Thursday, August 30, 2007

migration to UTF character set

When you try to import data from fixed size character set (ex. we8mswin1252) to UTF, you can go into problem that value is too large for column.

This problem can appear when table was created with char or varchar2 column which size was specified in bytes not in characters. There is a parameter NLS_LENGTH_SEMANTICS
which has two values - byte or char. Default value is byte, and in that case if you make a export from database with default parameter and then you import this data into new database, all tables will be created with byte size for character columns (ex. varchar2(50 byte)).
My first thought was, that if I change this parameter to "char" in new database, all tables will be created in "char" size. But this is only partial true, new tables are created with "char" length of columns but import process still is creating columns with byte.

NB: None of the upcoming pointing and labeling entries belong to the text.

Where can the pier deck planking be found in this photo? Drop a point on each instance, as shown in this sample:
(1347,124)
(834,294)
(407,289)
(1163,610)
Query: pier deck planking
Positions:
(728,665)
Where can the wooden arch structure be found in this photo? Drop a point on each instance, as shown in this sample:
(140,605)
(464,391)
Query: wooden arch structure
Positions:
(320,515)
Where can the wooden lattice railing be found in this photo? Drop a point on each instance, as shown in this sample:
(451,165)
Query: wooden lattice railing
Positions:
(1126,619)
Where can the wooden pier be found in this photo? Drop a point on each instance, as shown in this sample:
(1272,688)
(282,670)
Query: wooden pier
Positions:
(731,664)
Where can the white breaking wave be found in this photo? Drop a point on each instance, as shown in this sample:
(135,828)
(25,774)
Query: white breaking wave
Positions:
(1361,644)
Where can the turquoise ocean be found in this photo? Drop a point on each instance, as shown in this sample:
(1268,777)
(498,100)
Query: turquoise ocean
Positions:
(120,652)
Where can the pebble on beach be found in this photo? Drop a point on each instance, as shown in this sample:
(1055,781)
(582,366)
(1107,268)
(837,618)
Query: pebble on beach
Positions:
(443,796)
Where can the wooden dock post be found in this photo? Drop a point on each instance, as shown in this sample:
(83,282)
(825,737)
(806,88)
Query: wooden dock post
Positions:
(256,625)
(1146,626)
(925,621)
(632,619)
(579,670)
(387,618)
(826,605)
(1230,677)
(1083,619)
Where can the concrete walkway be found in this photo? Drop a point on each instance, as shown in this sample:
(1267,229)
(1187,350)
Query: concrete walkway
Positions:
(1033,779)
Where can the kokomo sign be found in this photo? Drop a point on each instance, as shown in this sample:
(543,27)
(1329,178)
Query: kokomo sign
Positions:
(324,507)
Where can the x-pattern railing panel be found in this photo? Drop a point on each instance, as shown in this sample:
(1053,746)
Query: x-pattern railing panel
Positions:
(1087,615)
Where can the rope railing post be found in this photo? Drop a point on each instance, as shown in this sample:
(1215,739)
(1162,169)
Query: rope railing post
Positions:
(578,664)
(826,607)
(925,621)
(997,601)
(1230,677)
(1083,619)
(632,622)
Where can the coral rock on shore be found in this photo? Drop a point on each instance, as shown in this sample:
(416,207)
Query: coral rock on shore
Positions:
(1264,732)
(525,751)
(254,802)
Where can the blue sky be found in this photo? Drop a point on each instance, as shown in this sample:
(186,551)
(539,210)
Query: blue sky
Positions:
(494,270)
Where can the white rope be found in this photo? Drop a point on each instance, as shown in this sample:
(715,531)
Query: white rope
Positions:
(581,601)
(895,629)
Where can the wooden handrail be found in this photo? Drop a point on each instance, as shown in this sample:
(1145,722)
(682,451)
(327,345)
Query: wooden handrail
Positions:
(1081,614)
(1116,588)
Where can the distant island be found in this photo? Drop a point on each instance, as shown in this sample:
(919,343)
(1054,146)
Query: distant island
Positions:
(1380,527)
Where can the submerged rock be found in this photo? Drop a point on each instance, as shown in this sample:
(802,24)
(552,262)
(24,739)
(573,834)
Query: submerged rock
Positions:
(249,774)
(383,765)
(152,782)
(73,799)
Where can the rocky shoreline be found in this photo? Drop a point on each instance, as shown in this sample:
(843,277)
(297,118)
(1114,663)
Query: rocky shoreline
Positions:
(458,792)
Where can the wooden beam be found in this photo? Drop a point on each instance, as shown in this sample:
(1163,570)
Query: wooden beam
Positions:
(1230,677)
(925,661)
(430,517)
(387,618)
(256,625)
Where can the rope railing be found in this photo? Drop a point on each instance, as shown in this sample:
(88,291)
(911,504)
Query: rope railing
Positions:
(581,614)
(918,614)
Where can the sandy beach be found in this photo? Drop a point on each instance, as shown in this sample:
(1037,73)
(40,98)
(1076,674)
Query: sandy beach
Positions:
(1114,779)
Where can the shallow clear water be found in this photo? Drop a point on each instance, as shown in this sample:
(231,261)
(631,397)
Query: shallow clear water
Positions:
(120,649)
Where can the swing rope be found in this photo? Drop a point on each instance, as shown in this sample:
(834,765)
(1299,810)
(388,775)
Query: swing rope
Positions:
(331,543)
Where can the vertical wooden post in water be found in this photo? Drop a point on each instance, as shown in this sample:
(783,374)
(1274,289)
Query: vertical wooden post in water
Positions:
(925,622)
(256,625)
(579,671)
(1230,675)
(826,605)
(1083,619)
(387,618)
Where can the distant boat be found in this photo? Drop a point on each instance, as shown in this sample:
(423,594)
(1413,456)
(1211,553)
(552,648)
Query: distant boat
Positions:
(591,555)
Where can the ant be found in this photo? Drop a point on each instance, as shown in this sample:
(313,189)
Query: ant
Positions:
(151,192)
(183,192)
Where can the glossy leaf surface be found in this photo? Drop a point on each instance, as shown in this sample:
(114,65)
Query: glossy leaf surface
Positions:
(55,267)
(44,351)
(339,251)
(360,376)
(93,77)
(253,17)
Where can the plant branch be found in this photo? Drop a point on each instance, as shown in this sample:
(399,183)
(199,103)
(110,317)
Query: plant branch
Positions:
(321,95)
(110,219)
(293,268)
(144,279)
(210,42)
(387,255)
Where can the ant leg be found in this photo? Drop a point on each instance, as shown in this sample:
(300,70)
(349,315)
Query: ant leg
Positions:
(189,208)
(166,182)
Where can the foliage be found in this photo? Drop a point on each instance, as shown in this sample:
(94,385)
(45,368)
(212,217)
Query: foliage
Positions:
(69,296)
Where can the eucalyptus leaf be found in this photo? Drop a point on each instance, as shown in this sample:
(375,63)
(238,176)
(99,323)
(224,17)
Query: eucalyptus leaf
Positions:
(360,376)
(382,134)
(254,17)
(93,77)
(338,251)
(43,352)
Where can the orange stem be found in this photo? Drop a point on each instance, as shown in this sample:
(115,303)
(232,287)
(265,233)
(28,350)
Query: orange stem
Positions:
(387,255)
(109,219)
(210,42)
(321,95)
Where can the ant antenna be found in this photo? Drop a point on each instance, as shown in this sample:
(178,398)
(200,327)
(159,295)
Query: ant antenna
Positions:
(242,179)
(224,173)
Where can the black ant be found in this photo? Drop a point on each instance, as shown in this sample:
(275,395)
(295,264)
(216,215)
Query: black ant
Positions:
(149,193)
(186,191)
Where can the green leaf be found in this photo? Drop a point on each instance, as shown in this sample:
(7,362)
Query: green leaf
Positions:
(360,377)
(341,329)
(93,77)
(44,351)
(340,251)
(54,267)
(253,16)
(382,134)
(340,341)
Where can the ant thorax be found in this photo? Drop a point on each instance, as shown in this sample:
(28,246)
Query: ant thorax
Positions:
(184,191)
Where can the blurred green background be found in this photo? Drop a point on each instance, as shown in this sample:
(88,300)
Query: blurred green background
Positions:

My solution is to split import process into three steps.
1. Import only tables definitions (import with parameter rows=n)
2. Change column definition from byte to char using prepared script
3. Import data.

How to create script for column conversion ? Using SQL query in SQL*Plus:

set pagesize 0
set linesize 100
spool convert.sql
select 'alter table ' || owner || '.' || table_name || ' modify ' || column_name || ' ' || data_type || '(' || data_length || ')' from dba_tab_columns where owner='schema' and char_used = 'B' and table_name not in (select view_name from dba_views where owner='schema');
spool off

This query generate script, which is executed and after that all char and varchar2 columns should use "char" as length size.